Member of the Ohio House of Representatives from the 76th district
- In office May 29, 2019 – December 31, 2022
- Preceded by: Sarah LaTourette
- Succeeded by: Marilyn John

Member of the Ohio House of Representatives from the 68th district
- In office January 1, 1992 – December 31, 2000
- Preceded by: Bob Clark
- Succeeded by: Tim Grendell

Personal details
- Born: March 16, 1945 (age 81) Cleveland, Ohio
- Party: Republican
- Spouse: Tim Grendell
- Education: Cleveland State University (JD)

= Diane Grendell =

American politician (born 1945)

Diane Veronica Grendell (born March 16, 1945) is a former member of the Ohio House of Representatives, representing the 76th District from 2019 until 2023. A Republican, previously, Grendell served as a judge on the Ohio Eleventh District Court of Appeals. She was elected to this position in 2000, 2006, and 2012, and served until 2019. She previously served in the Ohio House of Representatives in a similar seat from 1993 to 2000. She is married to former state legislator and Geauga County Court of Common Pleas Probate and Juvenile Judge Tim Grendell.

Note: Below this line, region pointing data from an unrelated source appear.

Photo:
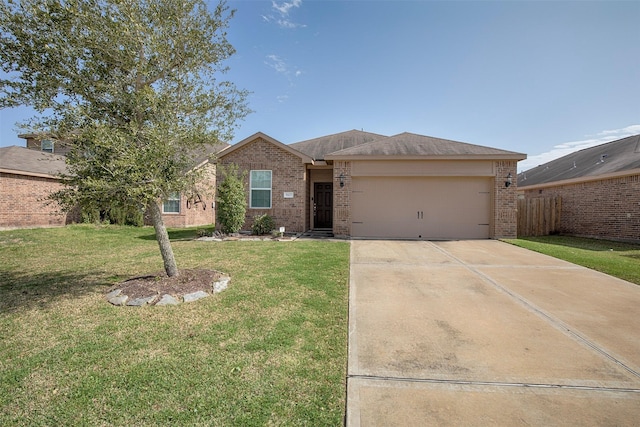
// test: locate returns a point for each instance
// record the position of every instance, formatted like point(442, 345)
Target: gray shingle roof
point(409, 144)
point(23, 160)
point(612, 157)
point(317, 148)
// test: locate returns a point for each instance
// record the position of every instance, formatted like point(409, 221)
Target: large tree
point(133, 86)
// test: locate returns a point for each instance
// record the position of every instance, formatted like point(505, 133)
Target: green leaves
point(132, 88)
point(231, 199)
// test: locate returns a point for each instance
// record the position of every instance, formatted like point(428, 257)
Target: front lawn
point(614, 258)
point(270, 350)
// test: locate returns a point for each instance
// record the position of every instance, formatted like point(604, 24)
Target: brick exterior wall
point(341, 199)
point(58, 148)
point(288, 175)
point(505, 201)
point(604, 209)
point(195, 214)
point(23, 204)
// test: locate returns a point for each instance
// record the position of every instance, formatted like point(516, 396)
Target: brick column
point(505, 213)
point(341, 199)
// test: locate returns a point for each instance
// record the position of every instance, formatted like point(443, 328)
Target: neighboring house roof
point(613, 158)
point(203, 154)
point(318, 148)
point(409, 145)
point(304, 157)
point(22, 161)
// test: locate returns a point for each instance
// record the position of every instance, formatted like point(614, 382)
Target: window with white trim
point(171, 204)
point(260, 189)
point(46, 145)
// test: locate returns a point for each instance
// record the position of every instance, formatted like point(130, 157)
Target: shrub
point(231, 204)
point(263, 224)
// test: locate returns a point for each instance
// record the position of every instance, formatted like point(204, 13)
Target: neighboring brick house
point(599, 188)
point(29, 175)
point(27, 178)
point(361, 184)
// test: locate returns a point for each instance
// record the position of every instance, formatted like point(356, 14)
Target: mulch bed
point(186, 282)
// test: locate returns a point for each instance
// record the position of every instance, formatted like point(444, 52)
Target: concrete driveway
point(485, 333)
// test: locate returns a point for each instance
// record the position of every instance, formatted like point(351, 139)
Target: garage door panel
point(419, 207)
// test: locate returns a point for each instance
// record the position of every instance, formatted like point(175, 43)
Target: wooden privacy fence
point(539, 216)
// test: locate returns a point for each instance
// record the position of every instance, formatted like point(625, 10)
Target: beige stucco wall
point(503, 199)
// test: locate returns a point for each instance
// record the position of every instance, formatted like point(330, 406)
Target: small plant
point(263, 224)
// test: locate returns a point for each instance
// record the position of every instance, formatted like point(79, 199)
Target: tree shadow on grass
point(180, 234)
point(25, 290)
point(584, 243)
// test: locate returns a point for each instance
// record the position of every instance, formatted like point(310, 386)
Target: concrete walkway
point(482, 333)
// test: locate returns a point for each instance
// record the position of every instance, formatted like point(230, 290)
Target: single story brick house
point(28, 175)
point(361, 184)
point(196, 208)
point(599, 188)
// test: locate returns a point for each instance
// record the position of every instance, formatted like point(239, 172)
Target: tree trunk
point(162, 237)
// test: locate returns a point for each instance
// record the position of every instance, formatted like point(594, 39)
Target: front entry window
point(260, 184)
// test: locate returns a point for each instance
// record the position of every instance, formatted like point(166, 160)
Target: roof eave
point(27, 173)
point(234, 147)
point(514, 156)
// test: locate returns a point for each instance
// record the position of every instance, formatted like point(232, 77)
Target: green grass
point(270, 350)
point(614, 258)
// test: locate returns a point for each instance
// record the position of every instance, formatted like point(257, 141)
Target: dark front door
point(323, 205)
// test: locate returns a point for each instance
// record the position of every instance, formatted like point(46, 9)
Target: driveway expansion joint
point(493, 383)
point(556, 323)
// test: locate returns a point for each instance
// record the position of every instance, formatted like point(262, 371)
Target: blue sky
point(540, 77)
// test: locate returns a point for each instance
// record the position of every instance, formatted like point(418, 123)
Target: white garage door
point(421, 207)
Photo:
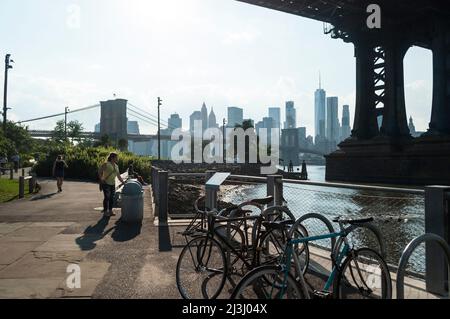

In 2019, state Representative Sarah LaTourette resigned from her seat to take a position in the non-profit sector. Ohio House Republicans appointed Grendell to succeed her. She was supported by Larry Householder and a committee that he handpicked, against the recommendation of the Geauga County GOP Executive Committee which had selected South Russell Village Councilman Dennis Galicki. She was sworn in on May 29, 2019. On the same day, Grendell voted for House Bill 6, for which Householder was ultimately arrested by the FBI as part of an alleged $61M bribery and racketeering scheme.

A possible connection to Householder allowed Grendell to raise over $500,000 in her campaign against Frank Hall, who raised only $11,000. She defeated Hall in the primary by 2,734 votes.

Grendell’s campaign received $395,000 from the House Republican Campaign Committee, a group alleged by the FBI to be controlled by Householder to funnel money from First Energy to his allies.

Grendell won re-election in November 2020, defeating Democrat Garrett Westhoven.

For the 2022 election, Grendell decided not to run for re-election in what would become Ohio's 99th State House district, instead opting to run for Geauga County Auditor. She lost in the Republican primary to incumbent auditor Charles Walder by 33 points.

==COVID-19 Pandemic Response==
Grendell has been a vocal critic of public health measures intended to limit the spread of COVID-19. In September 2020, she proposed a bill to cancel the state of emergency and all public health restrictions. She stated that “the flu is far higher, and we don’t wear masks for that.”